Misal, untuk tata cara pembayaran upah, Rasulullah Saw bersabda: “Dari Abdullah bin Umar, Rasulullah SAW
bersabda: “Berikanlah upah orang upahan sebelum kering keringatnya”
(HR. Ibnu Majah dan Imam Thabrani). Sehingga dari ayat-ayat Al-Qur’an di
atas, dan dari hadits-hadits di atas, maka dapat didefenisikan bahwa : Upah
adalah imbalan yang diterima seseorang atas pekerjaannya dalam bentuk imbalan
materi di dunia (Adil dan Layak) dan dalam bentuk imbalan pahala di akherat
(imbalan yang lebih baik).
Pengertian
lain di sebutkan dari salah satu hadis Rasulullah saw yang diriwayatkan oleh
Abu Dzar bahwa Rasulullah s.a.w bersabda yang Artinya:
“Mereka (para budak dan pelayanmu) adalah
saudaramu, Allah menempatkan mereka di bawah asuhanmu; sehingga barang siapa
mempunyai saudara di bawah asuhannya maka harus diberinya makan seperti apa
yang dimakannya (sendiri) dan memberi pakaian seperti apa yang dipakainya
(sendiri); dan tidak membebankan pada mereka dengan tugas yang sangat berat,
dan jika kamu membebankannya dengan tugas seperti itu, maka hendaklah membantu
mereka (mengerjakannya)." (HR. Muslim).
Dari
hadits di atas, maka dapat didefenisikan bahwa Upah adalah imbalan yang
diterima seseorang atas pekerjaannya dalam bentuk imbalan materi di dunia (Adil dan
Layak) dan dalam bentuk imbalan pahala di akhirat (imbalan yang lebih baik).[4]
Upah
mengupah (ijaratu al-ajir) adalah memberikan suatu jasa (berupa tenaga maupun
keahlian) pada pihak tertentu dengan imbalan sejumlah upah (ujrah).
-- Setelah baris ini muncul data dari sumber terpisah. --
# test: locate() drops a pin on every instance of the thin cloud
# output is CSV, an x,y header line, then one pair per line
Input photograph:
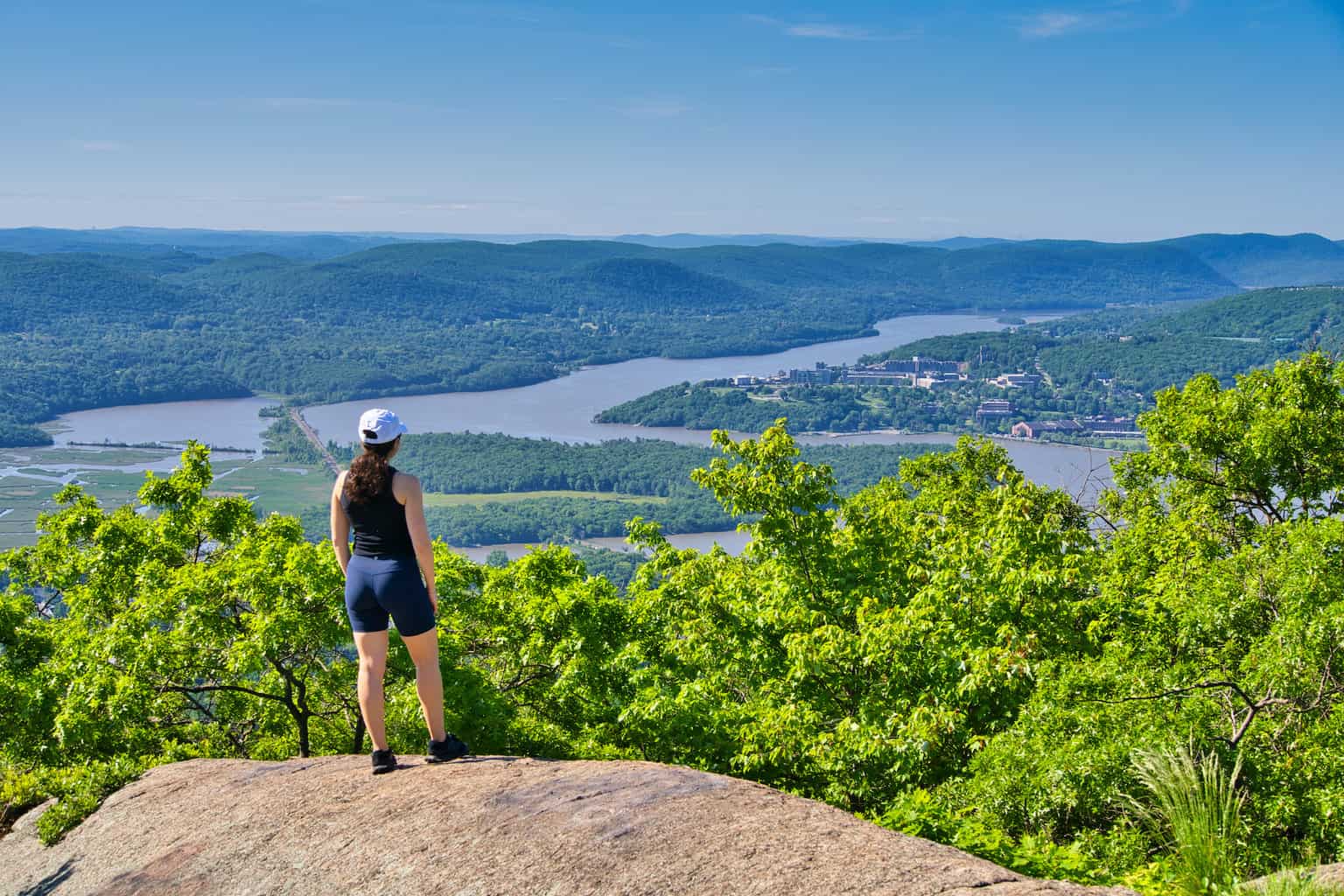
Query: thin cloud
x,y
1053,24
828,30
1118,14
651,109
305,102
831,32
101,145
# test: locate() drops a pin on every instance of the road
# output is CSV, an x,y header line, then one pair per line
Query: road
x,y
296,414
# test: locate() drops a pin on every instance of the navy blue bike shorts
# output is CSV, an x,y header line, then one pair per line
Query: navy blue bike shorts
x,y
376,587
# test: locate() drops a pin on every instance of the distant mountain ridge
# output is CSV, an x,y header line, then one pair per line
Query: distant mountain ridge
x,y
1245,260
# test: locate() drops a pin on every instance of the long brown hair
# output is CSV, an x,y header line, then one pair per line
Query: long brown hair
x,y
370,473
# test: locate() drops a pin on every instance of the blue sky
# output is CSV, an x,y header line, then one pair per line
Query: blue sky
x,y
1113,120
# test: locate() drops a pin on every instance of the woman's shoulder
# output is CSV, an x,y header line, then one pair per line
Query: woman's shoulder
x,y
403,484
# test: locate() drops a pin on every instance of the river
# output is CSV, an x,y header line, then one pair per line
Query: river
x,y
564,409
561,409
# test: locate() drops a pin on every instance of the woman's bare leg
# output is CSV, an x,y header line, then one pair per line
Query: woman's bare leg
x,y
373,662
429,680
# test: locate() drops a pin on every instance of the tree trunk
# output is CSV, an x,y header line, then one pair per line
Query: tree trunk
x,y
358,746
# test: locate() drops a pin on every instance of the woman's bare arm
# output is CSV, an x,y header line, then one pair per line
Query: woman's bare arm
x,y
340,526
408,491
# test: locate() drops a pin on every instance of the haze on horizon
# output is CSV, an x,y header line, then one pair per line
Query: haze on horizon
x,y
1113,120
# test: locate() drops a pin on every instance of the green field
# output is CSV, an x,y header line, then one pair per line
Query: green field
x,y
30,477
29,482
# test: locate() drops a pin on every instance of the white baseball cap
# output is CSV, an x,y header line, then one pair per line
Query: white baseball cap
x,y
385,426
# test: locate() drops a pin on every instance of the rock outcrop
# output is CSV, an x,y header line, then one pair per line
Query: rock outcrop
x,y
484,826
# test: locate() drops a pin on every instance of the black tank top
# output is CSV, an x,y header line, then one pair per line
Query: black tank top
x,y
379,524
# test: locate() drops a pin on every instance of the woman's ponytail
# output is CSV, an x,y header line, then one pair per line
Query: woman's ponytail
x,y
370,473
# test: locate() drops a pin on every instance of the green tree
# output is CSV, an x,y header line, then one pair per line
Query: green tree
x,y
851,662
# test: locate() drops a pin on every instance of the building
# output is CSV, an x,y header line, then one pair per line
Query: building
x,y
993,409
1015,381
820,375
1035,429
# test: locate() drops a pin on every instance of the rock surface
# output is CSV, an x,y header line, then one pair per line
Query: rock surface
x,y
480,826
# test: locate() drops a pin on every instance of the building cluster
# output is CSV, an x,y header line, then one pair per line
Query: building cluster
x,y
920,373
1115,427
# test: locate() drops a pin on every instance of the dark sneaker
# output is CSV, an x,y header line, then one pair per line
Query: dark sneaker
x,y
383,762
446,750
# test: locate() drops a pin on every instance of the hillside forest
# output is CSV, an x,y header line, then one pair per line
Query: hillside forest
x,y
136,316
952,652
1106,364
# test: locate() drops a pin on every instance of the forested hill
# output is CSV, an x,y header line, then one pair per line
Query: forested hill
x,y
1258,260
144,321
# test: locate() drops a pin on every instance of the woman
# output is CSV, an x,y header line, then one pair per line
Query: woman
x,y
388,512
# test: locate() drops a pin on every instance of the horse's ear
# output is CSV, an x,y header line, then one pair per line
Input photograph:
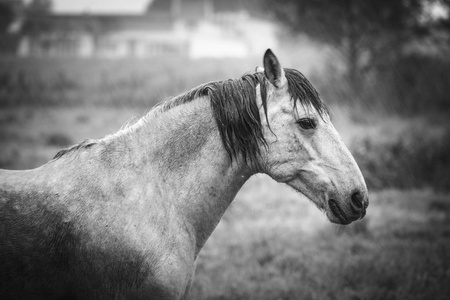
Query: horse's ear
x,y
273,70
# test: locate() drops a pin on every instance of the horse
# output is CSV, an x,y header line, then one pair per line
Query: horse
x,y
125,216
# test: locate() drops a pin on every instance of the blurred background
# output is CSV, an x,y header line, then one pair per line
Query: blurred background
x,y
70,70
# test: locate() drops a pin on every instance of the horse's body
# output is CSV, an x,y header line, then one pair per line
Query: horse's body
x,y
125,217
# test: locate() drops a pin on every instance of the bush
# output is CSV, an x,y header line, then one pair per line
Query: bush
x,y
412,85
411,160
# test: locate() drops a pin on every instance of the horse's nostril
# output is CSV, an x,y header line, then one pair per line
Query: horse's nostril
x,y
357,200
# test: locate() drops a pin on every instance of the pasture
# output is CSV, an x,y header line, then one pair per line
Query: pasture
x,y
271,243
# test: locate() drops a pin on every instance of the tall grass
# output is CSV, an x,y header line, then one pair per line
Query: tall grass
x,y
130,82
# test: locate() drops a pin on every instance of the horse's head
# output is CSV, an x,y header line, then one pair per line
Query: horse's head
x,y
304,149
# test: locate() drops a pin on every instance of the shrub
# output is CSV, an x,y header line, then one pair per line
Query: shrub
x,y
412,160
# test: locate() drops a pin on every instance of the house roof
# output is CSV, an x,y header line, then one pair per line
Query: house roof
x,y
96,23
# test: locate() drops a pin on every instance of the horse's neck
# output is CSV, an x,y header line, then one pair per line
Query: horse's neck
x,y
186,164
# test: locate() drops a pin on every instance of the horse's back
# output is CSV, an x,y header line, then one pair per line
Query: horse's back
x,y
51,248
30,233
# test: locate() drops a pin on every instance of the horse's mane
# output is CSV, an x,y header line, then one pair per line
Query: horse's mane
x,y
236,111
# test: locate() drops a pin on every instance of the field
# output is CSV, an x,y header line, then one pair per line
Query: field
x,y
271,243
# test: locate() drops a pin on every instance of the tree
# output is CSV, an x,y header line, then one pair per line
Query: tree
x,y
39,7
9,9
375,30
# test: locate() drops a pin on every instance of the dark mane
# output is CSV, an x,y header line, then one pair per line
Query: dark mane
x,y
236,111
83,145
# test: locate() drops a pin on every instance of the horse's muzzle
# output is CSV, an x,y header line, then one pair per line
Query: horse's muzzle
x,y
357,204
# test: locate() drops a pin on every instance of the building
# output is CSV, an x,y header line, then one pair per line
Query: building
x,y
192,28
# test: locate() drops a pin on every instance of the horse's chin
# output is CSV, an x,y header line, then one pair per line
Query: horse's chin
x,y
299,187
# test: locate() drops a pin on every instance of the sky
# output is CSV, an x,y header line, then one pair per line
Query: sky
x,y
99,6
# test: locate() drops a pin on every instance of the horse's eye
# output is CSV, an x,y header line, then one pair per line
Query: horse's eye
x,y
307,123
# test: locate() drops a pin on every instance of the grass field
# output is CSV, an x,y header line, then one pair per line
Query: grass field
x,y
272,243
Upah mengupah disebut juga dengan jual beli jasa. Misalnya
ongkos kendaraan umum, upah proyek pembangunan, dan lain-lain.
Pada dasarnya pembayaran upah harus diberikan seketika juga,
sebagaimana jual beli yang pembayarannya waktu itu juga
Tetapi sewaktu perjanjian boleh diadakan dengan mendahulukan
upah atau mengakhirkan. Jadi pembayarannya sesuai dengan perjanjiannya
Tetapi kalau ada perjanjian, harus segera diberikan
manakala pekerjaan sudah selesai. Nabi bersabda: "Upah harus
diberikan sebelum peluhnya kering."
Kematian orang
yang mengupah atau diupah tidak membatalkan akad pengupahan. Artinya, kalau
orang yang mengupah mati, padahal permintaannya sudah dikerjakan oleh orang
yang diupah, keluarganya wajib memberikan upahnya. Tetapi kalau orang yang
diupahnya mati sebelum menerima upahnya, ahli warisnya menerima upahnya. Tetapi
kalau mati sebelum menyelesaikan pekerjaan, urusannya di tangan Allah.
Adapun
Rukun dan Hukum dalam Upah Mengupah dalam konsep fiqih adalah sebagai berikut :
a.
Rukun Upah
Mengupah
1.
Musta’jir (pihak
tertentu baik perorangan, perusahaan/kelompok maupun negara sebagai pihak yang
mengupah ).
2. ajir
(orang yang diupah).
Baik ajir maupun musta’jir tidak diharuskan muslim. Islam membolehkan seseorang bekerja untuk orang non
muslim atau sebaliknya mempekerjakan orang non muslim.
3.
Shighat (akad )
Syarat ijab qabul antara ajir dan musta’jir sama dengan ijab qabul
yang dilakukan dalam jual beli.
4. Ujrah
(upah)
Dasar yang digunakan untuk penetapan upah adalah besarnya manfaat yang
diberikan oleh pekerja (ajiir) tersebut. Bukan didasarkan pada taraf hidup,
kebutuhan fisik minimum ataupun harga barang yang dihasilkan. Upah yang
diterima dari jasa yang haram, menjadi rizki yang haram.
5. Ma'qud
alaihi (barang yang menjadi Obyek)
Sesuatu yang
dikerjakan dalam upah mengupah di syaratkan pada pekerjaan yang dikerjakan
dengan beberapa syarat. Adapun salah satu syarat terpenting dalam transaksi ini adalah
bahwa jasa yang diberikan adalah jasa yang halal. Dilarang memberikan jasa yang
haram seperti keahlian membuat minuman keras atau membuat iklan miras. (untuk
paling sedikit ada 10 kegiatan bertalian yang dilarang Islam, sementara
untuk riba ada empat pihak yang dilaknat: pemberi, penerima, pencatat dan
saksi) dan sebagainya.[5]
b.
Hukum Upah
Mengupah
Upah
mengupah atau ijarah ‘ala al-a’mal, yakni jual beli jasa, biasanya berlaku
dalam beberapa hal seperti menjahitkan pakaian, membangun rumah, dan lain-lain.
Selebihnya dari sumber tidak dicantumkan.